Tonality versus atonality

André Laporte once told me – to my surprise – that one cannot continue to deny tonality. This remarkable statement, especially for him, has always stayed with me. It summarizes well the actual situation of music in human life.

Sounds that contain a clear pitch and which are conceived either together or one after the other will get meaning for us only when the number of vibrations of these sounds form a ratio, which is expressible in whole numbers.

This knowledge, first described and developed by Pythagoras, has led to the creation of the modes and keys, but also to restrictions! If one would tune everything in perfect intervals, this would yield an impossible and useless set of sounds.

This is easy to prove: a perfect major third has a 5:4 ratio in Herz. If you stack three major thirds above each other however, you will not obtain a perfect octave (2:1 = 2) but a slightly smaller distance, namely

(5:4) x (5:4) x (5:4) = 125:64 = 1.953125

This ‘imperfection’ of nature (it seems the law of Gödel) was circumvented at the time of Bach by the tempered tuning (the ‘well temperament’ and the ‘equal temperament’) which makes every third slightly larger. A very handy trick that ensures we can play in all keys.

Since that time, nothing has changed really. There has been more experimenting with different scales but this has not lead to an outcome with any significance.

Lutoslawsky, with whom I had two long conversations, told me at the time he was working on his fourth symphony, that he had spent his whole life several hours a day to reflect upon the purely technical aspects of musical composition! The techniques he developed that way were applied in effective compositions only after about more or less 10 years. He also told me that he had invented another tonescale (or temperament) many years earlier and asked several engineers to calculate it. The result, he said, was horrendous and unusable. We, people, are chained to the well-tempered system!

In the 19th century the tonal center was self-evident. Both the vertical (chords) and the horizontal (the melody) in music possessed a tonal center, which could shift in the course of the composition, but was always present and recognizable. Both components became however more complex and sometimes ambiguous, first in the chords and later in the melody.

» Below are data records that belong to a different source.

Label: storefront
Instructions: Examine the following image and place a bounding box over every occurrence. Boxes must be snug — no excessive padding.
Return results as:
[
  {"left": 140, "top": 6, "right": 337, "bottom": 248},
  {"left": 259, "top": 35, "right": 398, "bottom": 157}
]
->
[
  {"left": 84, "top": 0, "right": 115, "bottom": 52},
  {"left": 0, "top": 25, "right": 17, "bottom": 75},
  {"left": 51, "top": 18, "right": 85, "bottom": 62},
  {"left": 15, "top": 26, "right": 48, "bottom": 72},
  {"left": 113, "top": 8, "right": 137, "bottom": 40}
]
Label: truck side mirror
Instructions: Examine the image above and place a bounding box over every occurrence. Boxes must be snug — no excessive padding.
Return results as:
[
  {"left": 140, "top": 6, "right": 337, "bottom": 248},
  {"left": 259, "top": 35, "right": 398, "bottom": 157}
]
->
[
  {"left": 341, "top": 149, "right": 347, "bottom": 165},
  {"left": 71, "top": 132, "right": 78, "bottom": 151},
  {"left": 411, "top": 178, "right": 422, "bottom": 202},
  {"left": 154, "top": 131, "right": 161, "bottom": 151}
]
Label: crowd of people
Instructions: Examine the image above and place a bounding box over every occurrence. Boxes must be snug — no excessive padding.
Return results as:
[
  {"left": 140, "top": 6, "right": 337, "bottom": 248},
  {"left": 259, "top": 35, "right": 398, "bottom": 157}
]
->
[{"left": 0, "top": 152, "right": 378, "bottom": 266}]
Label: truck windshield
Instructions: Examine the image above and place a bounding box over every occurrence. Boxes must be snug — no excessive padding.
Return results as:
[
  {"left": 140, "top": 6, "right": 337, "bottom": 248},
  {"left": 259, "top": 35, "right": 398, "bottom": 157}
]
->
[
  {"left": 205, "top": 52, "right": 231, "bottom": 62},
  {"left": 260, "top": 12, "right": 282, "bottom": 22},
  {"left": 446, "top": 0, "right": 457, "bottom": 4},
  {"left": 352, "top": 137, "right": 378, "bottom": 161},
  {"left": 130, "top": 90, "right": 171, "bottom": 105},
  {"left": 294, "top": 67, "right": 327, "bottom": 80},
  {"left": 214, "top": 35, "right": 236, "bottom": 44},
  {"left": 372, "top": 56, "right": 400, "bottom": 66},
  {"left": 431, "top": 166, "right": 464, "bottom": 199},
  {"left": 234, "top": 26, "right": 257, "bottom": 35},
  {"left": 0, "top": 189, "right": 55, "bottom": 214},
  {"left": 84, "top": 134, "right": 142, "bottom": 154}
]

The famous ‘ Tristan’ chord can be explained and solved in different ways. The chord itself not expresses any tonality, and acquires meaning depending on what is coming next. If the continuation of the music has no clear tonal center either, then one evolves in the direction of ‘atonality’. This concept I do not like to use however, because I think there persists always a suggested tonal center (one or more). Also the (trained) listener will automatically create such a center, usually unconsciously. So there is at least a subjective tonality, which even can be different than the one meant by the composer.

Also the melody lines became more complex. Composers increasingly used key foreign notes and gradually all twelve notes were used within a melody. Schönberg has formalized this trend by introducing dodecaphony.

“Today I have discovered something which will assure the supremacy of German music for the next hundred years.” A remarkable statement of Schönberg himself …

It is known that Schoenberg did disapprove of the terminology ‘atonal’ in relation with his music. Dodecaphony is indeed not a synonym for atonality .

I often use dodecaphonic sequences or sequences that are bigger, but I definitely do not write ‘atonal’. I deal with tonality freely, and sometimes use several tonal centers simultaneously or write passages in which the tonality is not evident and most of the time suggested. I suspect that tonality has deep roots in human nature.